Lokum mamy super – cały parter domu, ok 80m2. Dwie sypialnie i salon z kuchnią. Więcej miejsca niż w Krakowie w domu :) Do dyspozycji weranda i ogród o wielkości znacznej. Cena to 40EUR/dobę, czyli taniej niż rok temu płaciliśmy za pokój 20m2 z kuchnią w Kuźnicy na półwyspie helskim (tam było 180 zł/dobę no i nie było co robić, bo nad morzem zimno i woda oczywiście też zimna). Co niespotykane w Polsce, gospodarze powiedzieli, że płatność za pobyt w dniu wyjazdu (u nas nie do pomyślenia, bo przecież klient może uciec). Przy łóżkach były powitalne wafelki (dzieci się ucieszyły), a w kuchnia lokalna woda mineralna i lokalne piwo. To naprawdę miłe. Rano po pierwszej nocy gospodyni przyniosła nam ciasto, które upiekła, a następnego dnia dała nam słoik własnoręcznie robionego dżemu (odwdzięczyliśmy się również dżemem własnej roboty, bo akurat mieliśmy). To jest zaskoczenie numer trzy (a w sumie to kilka zaskoczeń w jednym).
Ludzie są nastawieni przyjaźnie, uśmiechają się, są życzliwi. Pozdrawiają się przy każdej niemal okazji. Jest miło. Na dzieci patrzą z wielką życzliwością, uśmiechają się, zagadują, jak się okaże, że nie rozumiemy po niemiecku, nie zraża ich to. To jest kolejne zaskoczenie.
Niemcy mają wszędzie wielki porządek. Tak zadbanych malutkich miejscowości w Polsce nie uświadczyłem nigdzie. Wszystkie trawniki przygotowane tak, że można by w golfa grać (mamy porównanie, bo z okien salonu widzimy pole golfowe). Co ciekawe, Niemcy się nie grodzą na potęgę jak u nas. Nie uświadczyliśmy tu żadnego muru wokół domu – w podkrakowskich wioskach, gdzie budują się bogaci krakowianie, mury wokół domów rosną niczym grzyby po deszczu. Wokół większości domów w ogóle nie ma płatów, a jak już są to raczej takie symboliczne, do kolan. To kolejna porcja zaskoczeń.
Ceny jedzenia już nas nie zaskakują – wiedzieliśmy, że w Polsce wszystko kosztuje podobnie, tylko zarobki niższe czterokrotnie – nic zatem dziwnego, że Niemcom zostaje dużo na strzyżenie trawników i nowe BMW. Że na podjazdach wiejskich domków stoją dobre samochody, pisać nie trzeba. Niemcy przestrzegają przepisów ruchu drogowego (w szczególności ograniczeń prędkości – u nas nie do pomyślenia).
Tak więc, nie dość, że Niemcy radzą sobie lepiej z organizacją wszystkiego w swoim kraju, to na dodatek mają lepsze warunki naturalne – mam tu na myśli skały. Dość napisać, że przewodnik wspinaczkowy po Frankenjurze ma … 1000 stron (tysiąc, to nie błąd). Ilość skał jest tutaj tak ogromna, że trudno to sobie nam, Polakom wyobrazić. I tutaj dochodzimy do pierwszego rozczarowania, ale trudno o nie obwiniać Niemców. Chodzi o to, że znakomita większość skał znajduje się w lasach, w terenie niebezpiecznym lub (częściej) bardzo niebezpiecznym dla dzieci (ogromne stromizny i kilkudziesięciometrowe urywiska są na porządku dziennym).
Szukamy skał na własną rękę. Na zdjęciu jedna ze skał,
która miała być bezpieczna dla dzieci. Ta gruba książka, to przewodnik.

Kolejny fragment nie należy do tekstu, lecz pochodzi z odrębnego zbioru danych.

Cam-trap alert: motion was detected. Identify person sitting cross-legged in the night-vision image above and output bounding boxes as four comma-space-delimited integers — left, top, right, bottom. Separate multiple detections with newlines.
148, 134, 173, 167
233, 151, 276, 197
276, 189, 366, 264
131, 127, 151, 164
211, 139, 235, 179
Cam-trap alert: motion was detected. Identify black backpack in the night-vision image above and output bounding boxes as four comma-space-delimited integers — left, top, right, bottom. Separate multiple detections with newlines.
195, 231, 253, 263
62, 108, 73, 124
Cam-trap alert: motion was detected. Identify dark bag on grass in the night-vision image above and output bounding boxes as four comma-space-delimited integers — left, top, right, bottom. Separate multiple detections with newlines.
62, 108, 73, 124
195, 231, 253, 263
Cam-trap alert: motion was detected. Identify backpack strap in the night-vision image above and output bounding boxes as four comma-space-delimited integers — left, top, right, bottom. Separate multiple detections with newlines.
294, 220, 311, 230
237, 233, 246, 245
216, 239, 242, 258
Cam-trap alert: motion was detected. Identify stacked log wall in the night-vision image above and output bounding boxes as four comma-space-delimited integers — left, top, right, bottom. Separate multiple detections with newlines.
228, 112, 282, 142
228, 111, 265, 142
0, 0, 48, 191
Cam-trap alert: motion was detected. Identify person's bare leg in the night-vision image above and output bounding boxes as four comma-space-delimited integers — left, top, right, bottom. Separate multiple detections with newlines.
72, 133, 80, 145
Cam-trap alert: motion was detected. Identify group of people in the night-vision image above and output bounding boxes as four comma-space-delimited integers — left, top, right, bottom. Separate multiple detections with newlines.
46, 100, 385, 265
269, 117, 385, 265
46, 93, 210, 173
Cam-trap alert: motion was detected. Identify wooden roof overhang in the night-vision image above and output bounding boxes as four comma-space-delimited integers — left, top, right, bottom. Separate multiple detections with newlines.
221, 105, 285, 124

Oczywiście to kryterium zupełnie subiektywne, ale dla nas na tym wyjeździe ważne, bo przyjechaliśmy wspinać się z dziećmi. Cały pierwszy dzień jeździliśmy szukać skał. Oczywiście skały były, ale przepaści wokół były koszmarne do tego stopnia, że miałem jakieś katastroficzne sny z dziećmi przepaściami (nie będę opisywał, bo strach). Przyznam, że czułem zrezygnowanie i zwątpiłem, czy w ogóle uda się nam wspiąć gdziekolwiek. W końcu kupiliśmy przewodnik (wspomniany tysiącstronicowy) w którym przy skałach przyjaznym dzieciom jest specjalny symbol. Zaczęliśmy też pytać wspinaczy, o wskazanie skał, które są bezpieczne dla dzieci. Dostaliśmy pierwszego dnia tylko jedną wskazówkę. Tam się udaliśmy dnia następnego, co było strzałem w dziesiątkę, Skała przy samej drodze, wspinanie piękne, drogi na naszym poziomie. Raj.
Mikołaj w kominie za 4. Weissenstein.

Tego samego dnia po południu odwiedziliśmy jeszcze kilka skał wskazanych w przewodniku jako przyjazne dzieciom. Okazało się, że cztery z pięciu okazały się zupełnie nieprzyjazne dzieciom. Jednak ta piąta, w centrum miejscowości Neuhause była cudowna – pod skałą piaskownica i rzeczka. Skała nie jakaś cudowna, ale przyjazność dzieciom rekompensowała wszystko. Kolejnego dnia znaleźliśmy dwie skały przyjazne dzieciom (jedną namierzyliśmy sami z pomocą przewodnika, któremu niestety ufać nie można, a drugą wskazali nam wspinacze).
Dzisiaj mamy dzień restowy, byliśmy w polecanym dzieciom „Wundeland” (www.wundrland.de), którego wszak nie polecimy nikomu w tej cenie (47 EUR za wejście 2+2). Stare, zaniedbane wesołe miasteczko, które być może 20 lat temu było super – teraz raczej zniechęca.
Byłbym zapomniał napisać o napojach. Jesteśmy w Bawarii – najważniejszym rejonie świata produkującym piwo. Browar jest tu w niemal każdym miasteczku. Piwa oczywiście przepyszne, wybór niesłychany. W tej chwili raczę się piwem kupionym przy browarze w Aufsess. Piwo w knajpie ok 2.5EUR, w butelce 0.8-1.5 EUR (ale kupowałem na razie tylko w restauracjach i na stacji benzynowej, więc pewnie da się taniej). Przepisy drogowe są na tyle liberalne, że po piwie można legalnie prowadzić samochód, co nie jest bez znaczenia, bo po solidnym wspinie, w drodze do domu, zajechać na lokalne, zimne piwo – bezcenne.

To tyle wrażeń po pierwszych czterech dniach pobytu.